Suite au décès de leur père, qui s’est donné la mort, les enfants d’un précédent mariage ont assigné l’épouse en révocation de la donation entre époux au dernier vivant que ce dernier lui avait consentie en juin 2002. La cour d’appel a d’abord considéré, « dans l’exercice de son pouvoir souverain d’appréciation, que les relations extra-conjugales entretenues par [l’épouse] avaient perduré jusqu’au décès, le 7 août 2011, [du mari], qui n’en avait pas eu connaissance plus d’un an avant sa disparition » et elle en a déduit que l’action en révocation de la donation, introduite en juillet 2012, n’était pas prescrite.
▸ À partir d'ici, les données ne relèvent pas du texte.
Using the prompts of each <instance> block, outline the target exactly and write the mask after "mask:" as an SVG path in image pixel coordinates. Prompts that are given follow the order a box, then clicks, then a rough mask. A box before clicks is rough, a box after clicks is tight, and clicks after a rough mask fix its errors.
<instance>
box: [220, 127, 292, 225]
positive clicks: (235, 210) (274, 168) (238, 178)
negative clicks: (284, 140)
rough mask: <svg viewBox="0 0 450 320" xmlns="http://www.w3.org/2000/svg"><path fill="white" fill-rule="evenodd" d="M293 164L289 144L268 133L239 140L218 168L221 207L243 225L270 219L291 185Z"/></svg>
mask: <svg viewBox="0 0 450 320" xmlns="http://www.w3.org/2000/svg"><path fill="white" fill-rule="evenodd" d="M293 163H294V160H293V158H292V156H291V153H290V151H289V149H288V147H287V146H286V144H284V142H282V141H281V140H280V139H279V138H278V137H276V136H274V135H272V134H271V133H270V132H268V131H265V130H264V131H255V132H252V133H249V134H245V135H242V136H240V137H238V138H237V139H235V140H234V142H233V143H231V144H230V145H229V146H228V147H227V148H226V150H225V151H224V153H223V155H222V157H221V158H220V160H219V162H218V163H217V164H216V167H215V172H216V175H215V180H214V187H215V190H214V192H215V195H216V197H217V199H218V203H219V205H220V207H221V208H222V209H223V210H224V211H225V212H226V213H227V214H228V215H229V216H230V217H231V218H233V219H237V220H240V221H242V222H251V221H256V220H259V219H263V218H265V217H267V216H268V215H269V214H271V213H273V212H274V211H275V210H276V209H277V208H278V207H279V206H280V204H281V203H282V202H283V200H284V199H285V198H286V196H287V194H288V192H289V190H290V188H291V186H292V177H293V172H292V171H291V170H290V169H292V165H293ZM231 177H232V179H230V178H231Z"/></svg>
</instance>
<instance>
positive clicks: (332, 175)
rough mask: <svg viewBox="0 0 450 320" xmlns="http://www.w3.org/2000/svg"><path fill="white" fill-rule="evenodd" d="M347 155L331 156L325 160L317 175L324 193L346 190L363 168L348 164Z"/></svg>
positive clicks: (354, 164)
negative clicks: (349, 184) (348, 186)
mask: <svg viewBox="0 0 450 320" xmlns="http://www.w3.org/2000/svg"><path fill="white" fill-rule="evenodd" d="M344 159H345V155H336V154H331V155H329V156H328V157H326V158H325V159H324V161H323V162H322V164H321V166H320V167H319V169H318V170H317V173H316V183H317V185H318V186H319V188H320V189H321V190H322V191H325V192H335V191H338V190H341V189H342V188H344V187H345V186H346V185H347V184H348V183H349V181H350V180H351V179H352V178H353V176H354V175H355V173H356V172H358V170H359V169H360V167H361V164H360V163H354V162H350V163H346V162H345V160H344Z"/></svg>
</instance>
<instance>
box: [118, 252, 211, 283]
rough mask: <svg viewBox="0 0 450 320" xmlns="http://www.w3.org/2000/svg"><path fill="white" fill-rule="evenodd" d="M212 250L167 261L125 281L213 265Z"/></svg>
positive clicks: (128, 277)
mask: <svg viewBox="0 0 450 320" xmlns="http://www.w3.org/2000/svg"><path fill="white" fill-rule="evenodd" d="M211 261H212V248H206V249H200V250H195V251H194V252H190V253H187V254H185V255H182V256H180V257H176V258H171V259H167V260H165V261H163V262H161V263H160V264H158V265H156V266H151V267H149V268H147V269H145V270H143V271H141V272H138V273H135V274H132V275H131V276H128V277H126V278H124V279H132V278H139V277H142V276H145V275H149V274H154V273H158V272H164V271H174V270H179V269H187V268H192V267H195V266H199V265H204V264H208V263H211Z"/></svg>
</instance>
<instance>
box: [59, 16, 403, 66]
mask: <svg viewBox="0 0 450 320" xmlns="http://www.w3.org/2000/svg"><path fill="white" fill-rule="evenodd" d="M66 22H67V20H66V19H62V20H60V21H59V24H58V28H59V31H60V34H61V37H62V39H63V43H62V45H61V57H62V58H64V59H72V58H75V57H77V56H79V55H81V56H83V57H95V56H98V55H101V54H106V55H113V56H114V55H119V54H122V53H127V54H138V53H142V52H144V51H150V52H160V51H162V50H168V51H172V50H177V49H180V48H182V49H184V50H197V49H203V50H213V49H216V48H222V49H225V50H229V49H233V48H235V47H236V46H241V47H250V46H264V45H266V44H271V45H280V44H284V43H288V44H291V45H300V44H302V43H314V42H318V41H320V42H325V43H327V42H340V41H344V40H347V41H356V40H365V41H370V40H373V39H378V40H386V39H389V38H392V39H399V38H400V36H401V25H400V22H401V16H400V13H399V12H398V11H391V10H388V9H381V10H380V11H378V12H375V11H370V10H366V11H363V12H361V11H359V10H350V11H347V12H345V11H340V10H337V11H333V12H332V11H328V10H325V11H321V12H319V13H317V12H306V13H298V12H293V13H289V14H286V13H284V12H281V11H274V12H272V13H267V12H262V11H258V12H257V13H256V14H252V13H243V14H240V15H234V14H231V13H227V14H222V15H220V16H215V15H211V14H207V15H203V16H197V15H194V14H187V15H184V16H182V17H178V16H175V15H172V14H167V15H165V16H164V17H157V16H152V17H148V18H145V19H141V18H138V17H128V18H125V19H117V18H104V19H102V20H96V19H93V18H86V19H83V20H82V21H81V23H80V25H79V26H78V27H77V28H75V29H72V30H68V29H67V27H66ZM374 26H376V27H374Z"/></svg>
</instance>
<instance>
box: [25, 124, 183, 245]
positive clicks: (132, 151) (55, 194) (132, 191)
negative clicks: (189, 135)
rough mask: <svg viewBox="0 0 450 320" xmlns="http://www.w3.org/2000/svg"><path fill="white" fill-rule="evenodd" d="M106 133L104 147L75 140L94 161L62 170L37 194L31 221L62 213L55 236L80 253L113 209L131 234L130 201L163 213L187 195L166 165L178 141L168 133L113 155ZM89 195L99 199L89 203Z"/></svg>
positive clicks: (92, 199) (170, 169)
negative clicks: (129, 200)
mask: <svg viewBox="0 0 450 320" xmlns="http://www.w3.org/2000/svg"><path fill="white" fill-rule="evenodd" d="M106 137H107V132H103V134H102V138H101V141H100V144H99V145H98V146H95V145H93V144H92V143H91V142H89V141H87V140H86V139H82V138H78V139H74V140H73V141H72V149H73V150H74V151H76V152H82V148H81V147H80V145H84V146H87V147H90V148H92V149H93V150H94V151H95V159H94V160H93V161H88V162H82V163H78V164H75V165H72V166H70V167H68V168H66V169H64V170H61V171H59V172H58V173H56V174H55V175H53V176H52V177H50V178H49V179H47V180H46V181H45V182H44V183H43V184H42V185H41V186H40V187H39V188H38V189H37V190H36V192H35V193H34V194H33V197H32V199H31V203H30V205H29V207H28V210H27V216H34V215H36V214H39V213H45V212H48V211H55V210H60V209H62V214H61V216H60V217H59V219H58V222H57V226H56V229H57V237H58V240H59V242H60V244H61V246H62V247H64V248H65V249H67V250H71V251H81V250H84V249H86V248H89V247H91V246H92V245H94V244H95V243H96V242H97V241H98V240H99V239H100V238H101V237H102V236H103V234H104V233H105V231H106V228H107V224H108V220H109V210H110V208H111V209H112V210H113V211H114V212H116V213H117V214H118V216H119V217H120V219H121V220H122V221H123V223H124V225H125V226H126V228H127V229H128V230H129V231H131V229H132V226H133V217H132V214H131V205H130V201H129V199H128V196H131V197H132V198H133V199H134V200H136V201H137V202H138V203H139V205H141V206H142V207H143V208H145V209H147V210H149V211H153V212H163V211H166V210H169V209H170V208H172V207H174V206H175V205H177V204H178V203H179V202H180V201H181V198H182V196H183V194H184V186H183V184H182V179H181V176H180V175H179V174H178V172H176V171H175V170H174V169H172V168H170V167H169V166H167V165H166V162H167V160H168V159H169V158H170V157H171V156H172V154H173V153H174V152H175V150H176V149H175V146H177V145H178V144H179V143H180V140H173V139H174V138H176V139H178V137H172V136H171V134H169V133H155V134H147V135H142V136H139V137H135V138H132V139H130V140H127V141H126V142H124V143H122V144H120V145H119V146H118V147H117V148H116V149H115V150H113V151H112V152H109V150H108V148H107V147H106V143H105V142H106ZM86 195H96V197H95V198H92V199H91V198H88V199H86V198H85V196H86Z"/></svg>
Ayant relevé que « les relations adultères, entretenues par [l’épouse] avec un ami intime de son couple, avaient suscité des rumeurs dans leur village et que, depuis août 2010, les relations conjugales s’étaient détériorées, ce que [le mari], très attaché à son épouse, avait vécu douloureusement ainsi qu’il s’en était ouvert auprès de ses proches auxquels il avait confié ses doutes », elle a ensuite caractérisé la gravité de l’injure faite à ce dernier au sens de l’article 955, 2° du Code civil, autorisant ainsi la révocation (Cass. 1e civ., 25 oct. 2017, n° 16-21.136, publié au bulletin).

AUREP : rappelons qu’aux termes de l’article 955 du Code civil, les donations entre vifs ne peuvent être révoquées pour cause d’ingratitude que si le donataire a attenté à la vie du donateur, s’est rendu coupable envers lui de sévices, délits ou injures graves, ou encore s’il lui refuse des aliments ; fort heureusement, ces situations ne sont pas les plus fréquentes, y compris au cas particulier pour une donation entre vifs de biens à venir. Dans ce cadre, « cette révocation ne pourra être demandée (…) par les héritiers du donateur contre le donataire, à moins que, dans ce dernier cas, l’action n’ait été intentée par le donateur, ou qu’il ne soit décédé dans l’année du délit » (C. civ., art. 957, al. 2).